DAYS SINCE LAST START - Page 4 - Horse Racing Forum - PaceAdvantage.Com

traynor · 11-21-2012, 12:41 AM

Quote:

Originally Posted by raybo

Your assumption is correct, we get a set of predictive attributes from the database, the program then uses those attributes to determine eliminations as win contenders, then afurther elimination process is undertaken regarding adjusted early fractional velocities.

The number of cards needed for a particular track varies according to the average number of races per card, but, approximately 240-250 recent races (24-25 cards approximately) are kept in the database, constantly updated, of course. That number can vary for some tracks, depending on how the spread of pace pressure groupings works out, and how many of each of those type races actually occur, some pace pressure readings happen an insignificant number of times, as you can imagine, while others occur in significant numbers. There are 20 different groupings, so not all tracks have the same spread of pace pressure ratings, thus needing a few more, or fewer, races in the database. Once we find the number where predictiveness is at an acceptable level, the program keeps the database there automatically.

I am impressed at the innovative way you view the data. Thank you for explaining.

raybo · 11-21-2012, 07:25 AM

You're welcome. I think the fact that the program takes Randy Giles' work a step or 2 further, makes it more valuable. While Randy's work tells you a particular PPG gives advantage to an early, or a late, horse, etc., this program tells you which of the specific running styles have won those races and at what percentage. Also, it tells you the same thing for those styles' early speed point ranges. Both of those things being track specific and in a recent time frame.

Capper Al · 11-21-2012, 07:41 AM

Quote:

Originally Posted by Cratos

I disagree because each race is an independent event and the margin of victory in one event has nothing to do with the margin in another event. Additionally, the field of horses will probably be different in each event.

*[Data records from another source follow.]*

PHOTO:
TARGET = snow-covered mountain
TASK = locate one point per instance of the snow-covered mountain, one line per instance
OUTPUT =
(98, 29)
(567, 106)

It is never the attribute (fact) like DSLR, it is how it is used. Days has to be applied in conjunction with other factors or it is meaningless. The more dominate attributes like speed and pace are considered primary factors and may stand as a single source (variable) on their own for selecting horses while Days Since Last Raced is a secondary attribute and has to be interpreted in a comprehensive manner together with other factors.

bob60566 · 11-21-2012, 10:25 AM

Quote:

Originally Posted by Capper Al

It is never the attribute (fact) like DSLR, it is how it is used. Days has to be applied in conjunction with other factors or it is meaningless. The more dominate attributes like speed and pace are considered primary factors and may stand as a single source (variable) on their own for selecting horses while Days Since Last Raced is a secondary attribute and has to be interpreted in a comprehensive manner together with other factors.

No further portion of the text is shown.